Peacock Lost $565 Million This Summer

Peacock lost $565 million from June to September — a financial improvement over prior quarters — while adding 4 million subscribers. The NBCUniversal streaming service ended September 2023 with 28 million subs.

The vast majority of Peacock users subscribe to its cheaper, ad-supported tier ($5.99 per month vs. $11.99 ad-free). Like so many major streamers did throughout 2023, Peacock raised rates in July. Peacock posted $830 million in revenue in the third quarter.

More from IndieWire

Previously, Peacock lost $651 million from April to June and $704 million from January to March. Parent company Comcast expects it will post $2.8 billion in streaming losses this year; some rough math means Peacock will likely lose about $880 million in the fourth quarter, when pricey sports rights and other content costs are realized.
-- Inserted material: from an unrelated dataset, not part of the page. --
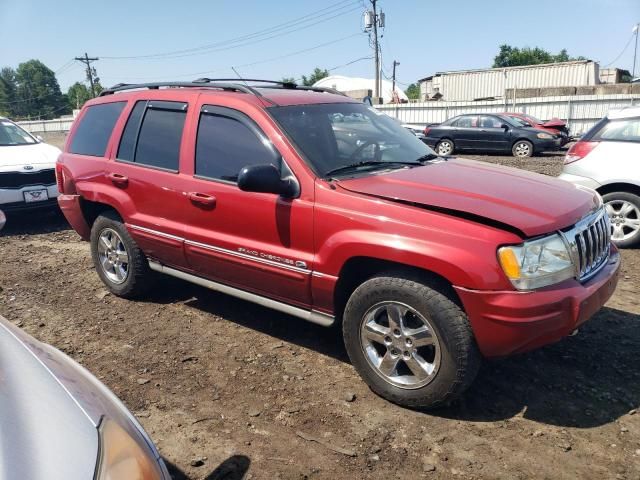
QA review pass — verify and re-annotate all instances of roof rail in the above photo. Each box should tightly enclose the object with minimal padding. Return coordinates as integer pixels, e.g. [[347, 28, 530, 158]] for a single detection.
[[100, 82, 262, 97], [100, 77, 345, 97]]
Comcast bested the quarter’s top- and bottom-line expectations. Wall Street forecast Comcast’s Q3 earnings at 95 cents per share on $29.71 billion in revenue, according to a consensus compiled on Yahoo Finance. Comcast posted adjusted earnings of $1.08 per share on $30.115 billion in revenue.
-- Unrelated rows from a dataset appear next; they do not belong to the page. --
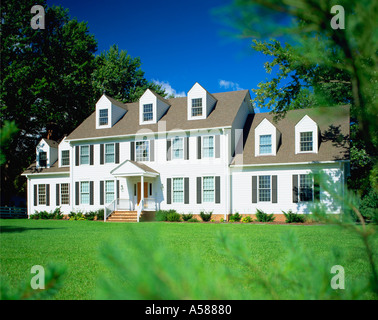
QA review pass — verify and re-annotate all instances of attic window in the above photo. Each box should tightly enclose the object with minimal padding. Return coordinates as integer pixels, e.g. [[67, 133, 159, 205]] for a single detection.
[[143, 103, 153, 121], [39, 151, 47, 167], [300, 131, 313, 151], [192, 98, 202, 117], [99, 109, 108, 126]]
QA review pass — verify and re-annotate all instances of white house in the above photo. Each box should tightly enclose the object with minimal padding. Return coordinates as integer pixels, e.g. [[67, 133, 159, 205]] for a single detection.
[[23, 83, 349, 220]]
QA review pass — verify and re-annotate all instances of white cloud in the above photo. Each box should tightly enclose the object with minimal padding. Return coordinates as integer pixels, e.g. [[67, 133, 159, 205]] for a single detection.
[[219, 80, 244, 90], [152, 79, 186, 98]]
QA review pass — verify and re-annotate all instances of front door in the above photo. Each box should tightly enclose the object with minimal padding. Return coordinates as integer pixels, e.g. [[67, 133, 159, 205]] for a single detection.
[[137, 182, 148, 204]]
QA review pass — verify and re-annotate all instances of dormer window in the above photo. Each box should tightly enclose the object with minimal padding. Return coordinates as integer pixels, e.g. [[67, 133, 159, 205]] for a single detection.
[[192, 98, 202, 117], [99, 109, 109, 126], [39, 151, 47, 167], [300, 131, 313, 152], [143, 103, 154, 121], [260, 134, 272, 154]]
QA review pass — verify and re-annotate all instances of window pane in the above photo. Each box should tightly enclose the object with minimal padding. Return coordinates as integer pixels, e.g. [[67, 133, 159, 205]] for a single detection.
[[203, 177, 214, 202], [135, 141, 150, 161], [80, 146, 89, 164], [192, 98, 202, 117], [38, 184, 46, 204], [172, 137, 184, 159], [105, 143, 115, 163], [260, 134, 272, 154], [105, 181, 114, 203], [60, 183, 70, 204], [99, 109, 108, 126], [80, 181, 89, 204], [203, 136, 214, 158], [61, 150, 70, 166], [259, 176, 270, 201], [143, 103, 153, 121], [173, 178, 184, 203], [299, 174, 313, 201], [300, 131, 313, 151]]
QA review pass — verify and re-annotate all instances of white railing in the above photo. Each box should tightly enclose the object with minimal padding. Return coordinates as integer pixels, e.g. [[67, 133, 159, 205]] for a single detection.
[[104, 199, 134, 221]]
“Oppenheimer” was the big summer hit for Universal. Despite the Christopher Nolan film’s success (it is technically the highest-grossing biopic of all time), Universal’s theatrical revenue dropped 25 percent in the July-September quarter. The company blamed some of that on the writers and actors strikes, but also pointed to the stronger Q3 2022 combination of “Minions: The Rise of Gru” and “Jurassic World: Dominion.” It’s a twofer situation.

Comcast executives will discuss the quarter in greater detail during a conference call at 8:30 a.m. ET. Chairman and CEO Brian L. Roberts touted “strong financial results” and a “healthy balance sheet” in remarks accompanying the Q3 financials. He singled out Peacock’s “paid subscriber and financial metrics” as having “materially improved.”

The company still owns one-third of streaming service Hulu, though that is soon to change. Comcast is set to sell its stake to Disney, which owns the other two-thirds.

The sides can’t agree on a valuation: Hulu has an old agreed-upon baseline value of $27.5 billion, though Comcast CEO Brian L. Roberts believes that is way low today. He hired Morgan Stanley to perform an “independent” valuation; Disney retained JPMorgan Chase for the same purposes.